Working from a fine-grain master provided by Sony, Cineric scanned the movie on a specially configured Oxberry scanner to convert it to a 4K, 10-bit DPX file. Over the course of about six months, the company used a combination of Da Vinci's Revival and Autodesk's Lustre softwares to clean up dirt, scratches, density, and contrast. Cineric then filmed it out on a Lasergraphics Producer film recorder to a specially ordered Kodak black-and-white camera stock that left Sony with a sparkling new film negative for archival use.
“Original elements were no longer available, and the Dr. Strangelove fine grain had some damage and flaws to it, so it was not the best long-term archival medium,” explains Daniel DeVincent, director of digital imaging at Cineric and colorist on the project. “Therefore, it made sense to make a new film element, and we often do that photochemically here. But photochemically, there is only so much we can deal with in terms of dirt and scratches, and so we felt we had to do it digitally. That meant we had to do it 4K, because our president, [Balázs Nyari], feels strongly that important titles deserve a full 4K restoration process, now that we have that capability.”
DeVincent created a series of look-up tables (LUTs) to optimize the scanner for each specific element. Cineric also used a wet-gate scanning technique to further eliminate flaws during the scanning process. Revival's deFlicker and grain and noise reduction and stabilization features were used extensively on the job, DeVincent adds.
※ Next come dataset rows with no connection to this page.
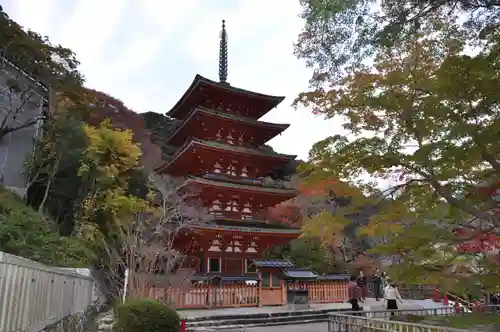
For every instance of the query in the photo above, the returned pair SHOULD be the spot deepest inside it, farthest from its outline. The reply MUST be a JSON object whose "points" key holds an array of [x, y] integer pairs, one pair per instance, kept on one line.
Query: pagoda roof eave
{"points": [[198, 79], [241, 229], [280, 127], [290, 192], [221, 146]]}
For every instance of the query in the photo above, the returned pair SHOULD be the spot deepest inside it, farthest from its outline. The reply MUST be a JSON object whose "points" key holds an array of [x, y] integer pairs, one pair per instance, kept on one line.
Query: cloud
{"points": [[147, 52]]}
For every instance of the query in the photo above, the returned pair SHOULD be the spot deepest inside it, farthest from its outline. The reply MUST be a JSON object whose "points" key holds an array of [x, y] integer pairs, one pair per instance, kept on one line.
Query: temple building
{"points": [[220, 150]]}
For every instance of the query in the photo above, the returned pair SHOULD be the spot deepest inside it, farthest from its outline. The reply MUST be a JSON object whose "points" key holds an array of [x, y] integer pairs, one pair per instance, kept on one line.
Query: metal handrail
{"points": [[376, 320]]}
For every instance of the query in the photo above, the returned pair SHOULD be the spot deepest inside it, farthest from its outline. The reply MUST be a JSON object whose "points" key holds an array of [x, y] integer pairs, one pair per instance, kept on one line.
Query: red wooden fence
{"points": [[243, 295]]}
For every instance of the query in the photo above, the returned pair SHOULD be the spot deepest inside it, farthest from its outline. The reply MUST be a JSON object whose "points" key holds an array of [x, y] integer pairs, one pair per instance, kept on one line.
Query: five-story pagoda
{"points": [[220, 151]]}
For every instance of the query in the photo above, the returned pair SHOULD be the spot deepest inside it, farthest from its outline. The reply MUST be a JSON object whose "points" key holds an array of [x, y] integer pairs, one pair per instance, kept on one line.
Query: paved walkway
{"points": [[369, 304]]}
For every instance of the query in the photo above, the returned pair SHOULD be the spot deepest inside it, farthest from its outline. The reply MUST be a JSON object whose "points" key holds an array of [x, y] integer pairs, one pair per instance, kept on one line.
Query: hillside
{"points": [[24, 232]]}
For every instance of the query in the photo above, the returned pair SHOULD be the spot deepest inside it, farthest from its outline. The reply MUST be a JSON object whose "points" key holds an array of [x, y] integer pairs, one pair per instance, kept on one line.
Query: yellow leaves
{"points": [[109, 157], [113, 146]]}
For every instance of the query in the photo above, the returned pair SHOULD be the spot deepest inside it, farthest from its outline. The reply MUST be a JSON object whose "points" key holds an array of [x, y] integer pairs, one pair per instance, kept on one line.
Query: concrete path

Cineric built a 60TB Apple xRAID and xSAN network around the time it took on the project, with about 40TB of that used on the project.
Overall, the process involved a wide range of creative and technical challenges, according to DeVincent.
“The basic concern was the fact that we were dealing with a fine-grain master,” he says. “That's a very wide dynamic range element made from the original negative, but we had no original negative. To scan it, we had to figure out how to scan as much of the fine grain as possible, so we had to develop a special LUT to bring it all into 10-bit log space to give us more range to work with. Once we dealt with that challenge, the next thing was the fact that the movie was just very dirty from age, with a few built-in problems. There were a few scenes that had slight movement in them, some jitter in the frame, and so we had to do some careful stabilization for that part of it.
“There were also some damaged sections and some missing frames. At the end of one reel, things were pretty chopped up and lost, so we ended up using alternating black-and-white dupe elements, made before the damage was present, and from a black-and-white print from the 1970s. So we had to put together elements from the fine grain that had no water damage with elements from a dupe negative and elements from a couple of prints. Our artists, Seth Berkowitz and Peter Yao, did an excellent job matching them all together.”